# New Grinder upgrade from Elektra MSC to ???



## Niall (Jul 2, 2016)

Hello everyone,

I managed to get myself an Elektra Semi Automatica and an Elecktra MSC Grinder package on eBay a couple of years ago. Really happy with the machine, but the grinder is a bit of a nuisance for a number of reasons.

There is quite the mess created with retained grinds and static seems to be an issue. Also, the grind chute gets clogged regularly and grind retention seems to be a real issue on these grinders (for me anyway).

I would like to upgrade to a non doser grinder to try and limit the general mess created by the Elektra grinder as well as upgrade to something better. Im relatively new to the coffee machine/grinder world so would appreciate any advice anyone may have.
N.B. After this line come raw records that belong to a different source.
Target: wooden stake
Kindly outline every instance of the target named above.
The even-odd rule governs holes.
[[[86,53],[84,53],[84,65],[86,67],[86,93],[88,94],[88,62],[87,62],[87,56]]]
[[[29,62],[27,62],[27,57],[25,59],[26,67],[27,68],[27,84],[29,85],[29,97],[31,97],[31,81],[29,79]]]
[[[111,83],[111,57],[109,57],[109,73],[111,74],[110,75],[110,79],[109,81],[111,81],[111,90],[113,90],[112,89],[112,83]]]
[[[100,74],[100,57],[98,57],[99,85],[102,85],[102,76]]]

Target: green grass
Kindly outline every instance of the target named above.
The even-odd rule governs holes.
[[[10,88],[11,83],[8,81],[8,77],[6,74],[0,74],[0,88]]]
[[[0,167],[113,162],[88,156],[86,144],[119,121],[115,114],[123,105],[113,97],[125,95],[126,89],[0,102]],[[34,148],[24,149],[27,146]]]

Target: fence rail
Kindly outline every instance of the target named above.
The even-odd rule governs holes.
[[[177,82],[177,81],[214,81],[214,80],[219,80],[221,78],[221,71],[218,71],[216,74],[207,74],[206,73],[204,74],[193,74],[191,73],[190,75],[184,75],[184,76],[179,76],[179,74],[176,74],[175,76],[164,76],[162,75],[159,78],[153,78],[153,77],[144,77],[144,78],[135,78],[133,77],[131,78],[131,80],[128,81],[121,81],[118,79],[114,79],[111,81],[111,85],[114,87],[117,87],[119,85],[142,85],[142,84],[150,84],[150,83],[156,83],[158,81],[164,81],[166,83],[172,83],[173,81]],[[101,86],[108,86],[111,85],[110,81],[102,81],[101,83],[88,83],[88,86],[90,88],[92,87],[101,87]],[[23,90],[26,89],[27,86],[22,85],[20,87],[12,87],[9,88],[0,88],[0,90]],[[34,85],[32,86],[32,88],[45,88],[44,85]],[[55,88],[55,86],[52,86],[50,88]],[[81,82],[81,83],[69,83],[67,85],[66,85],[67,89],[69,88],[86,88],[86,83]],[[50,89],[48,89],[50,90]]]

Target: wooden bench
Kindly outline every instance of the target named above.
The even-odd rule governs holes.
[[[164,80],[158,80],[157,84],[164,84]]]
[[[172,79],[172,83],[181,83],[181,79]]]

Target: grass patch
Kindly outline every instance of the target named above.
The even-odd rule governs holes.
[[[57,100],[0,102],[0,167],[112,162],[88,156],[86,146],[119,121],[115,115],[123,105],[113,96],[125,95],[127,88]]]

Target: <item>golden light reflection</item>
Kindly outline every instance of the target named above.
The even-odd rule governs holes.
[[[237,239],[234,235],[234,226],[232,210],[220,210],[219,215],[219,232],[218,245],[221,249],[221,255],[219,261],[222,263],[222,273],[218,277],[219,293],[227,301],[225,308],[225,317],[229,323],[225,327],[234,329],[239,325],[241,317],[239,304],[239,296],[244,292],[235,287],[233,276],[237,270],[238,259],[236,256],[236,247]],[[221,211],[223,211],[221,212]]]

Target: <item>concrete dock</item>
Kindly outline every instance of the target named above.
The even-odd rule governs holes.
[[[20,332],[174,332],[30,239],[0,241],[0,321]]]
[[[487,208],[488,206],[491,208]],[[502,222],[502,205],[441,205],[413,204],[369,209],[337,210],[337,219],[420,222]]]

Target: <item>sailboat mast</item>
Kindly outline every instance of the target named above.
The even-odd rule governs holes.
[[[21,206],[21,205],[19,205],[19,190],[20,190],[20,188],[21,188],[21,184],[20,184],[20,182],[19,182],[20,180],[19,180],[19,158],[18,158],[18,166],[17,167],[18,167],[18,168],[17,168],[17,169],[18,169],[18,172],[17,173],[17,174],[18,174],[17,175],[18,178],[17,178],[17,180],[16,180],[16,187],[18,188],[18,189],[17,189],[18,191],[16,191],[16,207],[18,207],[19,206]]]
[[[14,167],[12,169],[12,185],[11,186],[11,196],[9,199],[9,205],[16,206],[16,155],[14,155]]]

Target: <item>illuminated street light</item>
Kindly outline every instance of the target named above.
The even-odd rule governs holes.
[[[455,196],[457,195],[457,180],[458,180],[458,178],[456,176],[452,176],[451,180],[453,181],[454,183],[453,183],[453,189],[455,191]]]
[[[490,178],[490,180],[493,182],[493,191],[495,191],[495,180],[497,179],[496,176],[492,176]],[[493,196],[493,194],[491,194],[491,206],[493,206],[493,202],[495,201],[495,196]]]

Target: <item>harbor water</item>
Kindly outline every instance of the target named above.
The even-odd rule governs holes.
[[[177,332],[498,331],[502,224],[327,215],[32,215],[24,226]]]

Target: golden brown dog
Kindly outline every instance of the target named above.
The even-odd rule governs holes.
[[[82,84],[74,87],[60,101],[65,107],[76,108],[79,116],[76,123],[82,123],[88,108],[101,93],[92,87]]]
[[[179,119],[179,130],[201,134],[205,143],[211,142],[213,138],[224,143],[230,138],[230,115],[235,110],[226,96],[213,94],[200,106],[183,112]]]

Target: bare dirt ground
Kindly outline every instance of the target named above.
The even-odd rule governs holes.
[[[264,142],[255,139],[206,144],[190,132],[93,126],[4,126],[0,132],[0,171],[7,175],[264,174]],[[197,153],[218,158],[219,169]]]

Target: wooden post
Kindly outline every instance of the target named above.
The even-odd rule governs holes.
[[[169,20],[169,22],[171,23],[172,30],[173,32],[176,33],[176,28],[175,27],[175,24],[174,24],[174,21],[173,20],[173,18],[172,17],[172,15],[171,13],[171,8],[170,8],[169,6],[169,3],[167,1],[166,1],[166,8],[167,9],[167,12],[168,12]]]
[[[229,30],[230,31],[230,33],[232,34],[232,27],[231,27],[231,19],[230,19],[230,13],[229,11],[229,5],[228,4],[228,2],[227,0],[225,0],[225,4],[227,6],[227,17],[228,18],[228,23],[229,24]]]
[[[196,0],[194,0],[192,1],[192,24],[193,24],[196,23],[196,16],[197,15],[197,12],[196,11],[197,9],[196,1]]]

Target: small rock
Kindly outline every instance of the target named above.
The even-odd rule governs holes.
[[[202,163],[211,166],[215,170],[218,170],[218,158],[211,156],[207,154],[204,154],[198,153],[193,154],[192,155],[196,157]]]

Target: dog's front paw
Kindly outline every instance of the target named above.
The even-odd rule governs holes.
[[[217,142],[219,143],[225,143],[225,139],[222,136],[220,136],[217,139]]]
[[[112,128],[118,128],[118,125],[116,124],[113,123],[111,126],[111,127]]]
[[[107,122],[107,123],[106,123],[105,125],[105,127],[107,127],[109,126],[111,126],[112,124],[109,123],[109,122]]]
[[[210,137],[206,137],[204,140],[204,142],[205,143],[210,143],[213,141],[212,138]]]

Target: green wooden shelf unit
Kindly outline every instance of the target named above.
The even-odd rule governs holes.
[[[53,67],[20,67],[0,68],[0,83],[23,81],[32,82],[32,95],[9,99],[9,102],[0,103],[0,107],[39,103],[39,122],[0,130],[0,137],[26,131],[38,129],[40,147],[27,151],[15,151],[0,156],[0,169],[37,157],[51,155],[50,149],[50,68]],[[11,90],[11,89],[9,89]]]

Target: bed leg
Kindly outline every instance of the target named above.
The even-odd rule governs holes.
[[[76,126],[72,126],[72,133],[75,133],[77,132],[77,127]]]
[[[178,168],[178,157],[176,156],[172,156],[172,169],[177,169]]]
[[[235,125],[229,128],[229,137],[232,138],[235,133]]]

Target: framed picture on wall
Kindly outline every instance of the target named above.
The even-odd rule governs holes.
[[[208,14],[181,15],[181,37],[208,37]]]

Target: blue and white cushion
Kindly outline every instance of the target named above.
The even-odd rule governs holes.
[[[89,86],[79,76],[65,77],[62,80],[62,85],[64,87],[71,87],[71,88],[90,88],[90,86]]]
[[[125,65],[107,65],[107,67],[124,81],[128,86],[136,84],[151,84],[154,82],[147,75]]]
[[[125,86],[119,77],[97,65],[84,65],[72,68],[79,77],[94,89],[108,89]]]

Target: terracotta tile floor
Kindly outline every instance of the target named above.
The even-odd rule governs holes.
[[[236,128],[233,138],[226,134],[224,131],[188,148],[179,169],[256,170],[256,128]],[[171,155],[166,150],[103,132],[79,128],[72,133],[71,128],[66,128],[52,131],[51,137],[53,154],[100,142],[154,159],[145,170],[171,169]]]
I have been reading up on different threads and checking prices (approx budget for new grinder would be £600-£800) and the Compak E5 and the Eureka 65e have both caught my eye. The Compak E8 also seems to get good reviews but might be a little out of my price range.

I would appreciate any advice/direction where I should be looking at for an upgrade on my existing grinder. Thanks in advance.


----------



## Stanic (Dec 12, 2015)

personally, for electric, I would go for the Eureka as I prefer their adjustment system

have you considered some hand grinders too?


----------